Kravica () is a village located in the municipality of Bratunac, Republika Srpska, Bosnia and Herzegovina. As of 2013 census, it has a population of 567 inhabitants.

During the 1992–95 Bosnian War, the village was badly damaged in the 1993 attack, and in 1995 was the place of major killings during the Srebrenica massacre.

History
In 1971 there was a shootout between men from Kravica and men from Konjević Polje.
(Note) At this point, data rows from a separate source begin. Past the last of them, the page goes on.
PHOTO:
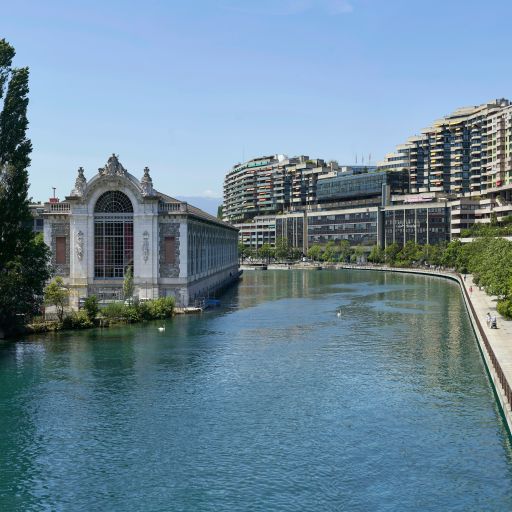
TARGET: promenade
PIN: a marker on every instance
(495, 344)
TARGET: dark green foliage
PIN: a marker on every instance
(24, 258)
(266, 252)
(22, 281)
(55, 294)
(391, 253)
(314, 252)
(91, 307)
(114, 311)
(156, 309)
(376, 254)
(77, 320)
(161, 308)
(282, 249)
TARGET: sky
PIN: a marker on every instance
(191, 87)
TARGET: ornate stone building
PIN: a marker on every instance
(115, 221)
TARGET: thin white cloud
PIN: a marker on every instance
(339, 6)
(286, 7)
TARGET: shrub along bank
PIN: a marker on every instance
(115, 312)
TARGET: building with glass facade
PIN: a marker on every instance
(115, 221)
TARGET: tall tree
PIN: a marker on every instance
(24, 258)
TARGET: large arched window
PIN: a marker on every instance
(113, 235)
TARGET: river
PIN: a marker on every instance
(305, 391)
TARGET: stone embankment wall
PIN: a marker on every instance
(495, 344)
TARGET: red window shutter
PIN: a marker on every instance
(60, 244)
(169, 250)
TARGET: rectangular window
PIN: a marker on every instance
(169, 250)
(60, 253)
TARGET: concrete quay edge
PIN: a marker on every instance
(495, 344)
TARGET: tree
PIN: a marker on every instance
(91, 307)
(128, 283)
(282, 248)
(242, 251)
(345, 250)
(391, 253)
(330, 252)
(56, 295)
(409, 254)
(314, 252)
(24, 258)
(265, 252)
(376, 254)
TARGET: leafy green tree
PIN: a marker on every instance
(359, 253)
(91, 307)
(329, 252)
(55, 294)
(345, 251)
(282, 248)
(391, 253)
(314, 252)
(266, 252)
(24, 258)
(295, 253)
(410, 253)
(128, 283)
(376, 254)
(242, 251)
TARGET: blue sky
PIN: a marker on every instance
(191, 87)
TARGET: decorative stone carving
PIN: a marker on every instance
(145, 246)
(60, 229)
(80, 183)
(79, 245)
(146, 183)
(112, 168)
(169, 229)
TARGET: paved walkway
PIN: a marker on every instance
(496, 344)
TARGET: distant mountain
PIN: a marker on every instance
(208, 204)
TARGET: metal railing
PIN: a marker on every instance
(172, 207)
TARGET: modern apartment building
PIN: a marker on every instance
(464, 153)
(272, 184)
(455, 173)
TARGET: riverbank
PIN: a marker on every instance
(495, 344)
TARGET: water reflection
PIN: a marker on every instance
(272, 400)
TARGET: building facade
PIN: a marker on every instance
(115, 221)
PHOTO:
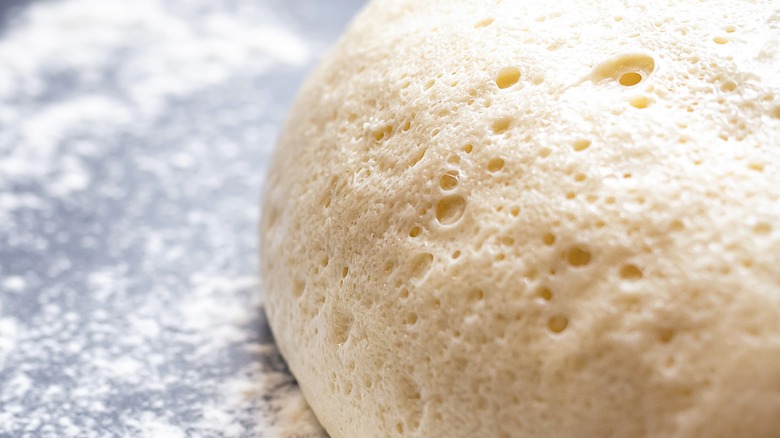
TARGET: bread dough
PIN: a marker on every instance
(534, 219)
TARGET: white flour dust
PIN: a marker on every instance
(133, 139)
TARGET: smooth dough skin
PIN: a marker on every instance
(529, 218)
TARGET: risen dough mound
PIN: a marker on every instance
(534, 219)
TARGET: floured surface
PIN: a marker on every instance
(520, 218)
(132, 147)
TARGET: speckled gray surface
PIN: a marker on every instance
(129, 303)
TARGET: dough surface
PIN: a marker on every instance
(534, 219)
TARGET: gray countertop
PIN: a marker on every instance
(133, 143)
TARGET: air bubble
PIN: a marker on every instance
(627, 70)
(630, 79)
(495, 165)
(578, 256)
(450, 209)
(507, 77)
(581, 144)
(557, 323)
(639, 102)
(485, 22)
(762, 228)
(448, 181)
(501, 125)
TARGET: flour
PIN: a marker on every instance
(132, 144)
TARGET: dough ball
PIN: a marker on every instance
(534, 219)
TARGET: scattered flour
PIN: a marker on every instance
(132, 142)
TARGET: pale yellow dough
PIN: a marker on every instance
(534, 219)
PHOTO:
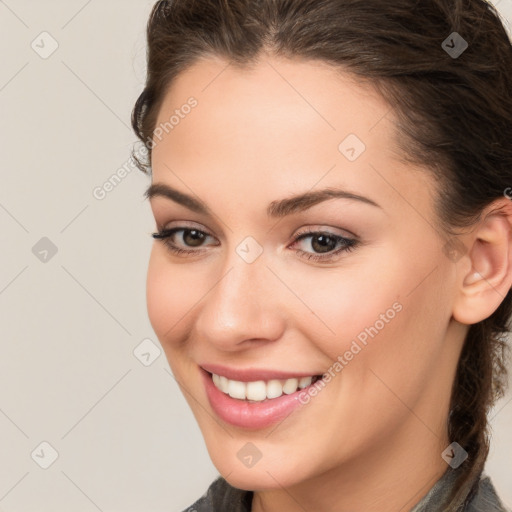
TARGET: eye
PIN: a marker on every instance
(191, 237)
(328, 245)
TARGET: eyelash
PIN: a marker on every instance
(349, 244)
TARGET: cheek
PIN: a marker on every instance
(170, 294)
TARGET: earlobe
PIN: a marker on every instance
(486, 284)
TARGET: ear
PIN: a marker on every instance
(483, 287)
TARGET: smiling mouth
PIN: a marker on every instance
(261, 390)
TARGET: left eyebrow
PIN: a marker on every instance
(276, 209)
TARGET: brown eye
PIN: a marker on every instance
(193, 237)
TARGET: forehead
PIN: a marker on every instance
(281, 126)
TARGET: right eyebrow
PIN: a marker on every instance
(276, 209)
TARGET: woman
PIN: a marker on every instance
(331, 273)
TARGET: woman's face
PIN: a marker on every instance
(373, 312)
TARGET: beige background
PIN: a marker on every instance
(125, 438)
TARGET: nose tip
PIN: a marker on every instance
(240, 308)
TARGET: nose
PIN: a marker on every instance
(242, 308)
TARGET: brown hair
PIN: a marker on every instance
(454, 118)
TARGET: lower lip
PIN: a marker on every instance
(250, 415)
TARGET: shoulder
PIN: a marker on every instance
(486, 498)
(222, 497)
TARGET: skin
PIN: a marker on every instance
(372, 439)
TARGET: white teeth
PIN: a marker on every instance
(305, 382)
(256, 391)
(260, 390)
(290, 386)
(236, 389)
(223, 384)
(274, 389)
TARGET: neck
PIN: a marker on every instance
(395, 476)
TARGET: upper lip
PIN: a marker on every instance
(253, 374)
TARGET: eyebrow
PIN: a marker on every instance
(276, 209)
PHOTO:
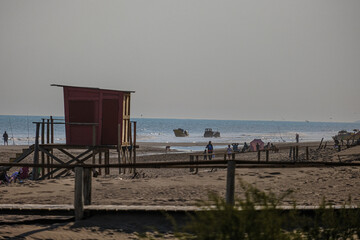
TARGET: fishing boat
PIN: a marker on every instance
(344, 135)
(210, 133)
(181, 132)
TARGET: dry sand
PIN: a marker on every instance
(173, 187)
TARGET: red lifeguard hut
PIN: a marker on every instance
(96, 116)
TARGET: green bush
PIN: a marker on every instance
(257, 217)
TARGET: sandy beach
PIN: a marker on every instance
(172, 187)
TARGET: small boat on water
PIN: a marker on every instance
(181, 132)
(210, 133)
(344, 135)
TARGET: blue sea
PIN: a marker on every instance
(21, 130)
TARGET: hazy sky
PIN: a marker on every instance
(290, 60)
In 1991, it was reported that neighbouring Serb-inhabited Kravica and Bosniak-inhabited Glogova "had bad blood".

Bosnian War
The village was attacked on 7 January (Serb Orthodox Christmas) 1993 by ARBiH forces under Naser Orić from the besieged Srebrenica enclave under the control of the ARBiH. 46 people died in the attack on the Serb side: 35 VRS soldiers and 11 civilians, and most of the houses were damaged. Men from Kravica participated in the Srebrenica genocide committed against Bosniak civilians and prisoners of war.

Demographics
In 1991, it had a population of 357, of whom 353 were declared as Serbs, with no declared Bosniaks, Croats or Yugoslavs. As of 2013 census, it has a population of 567 inhabitants, all Serbs.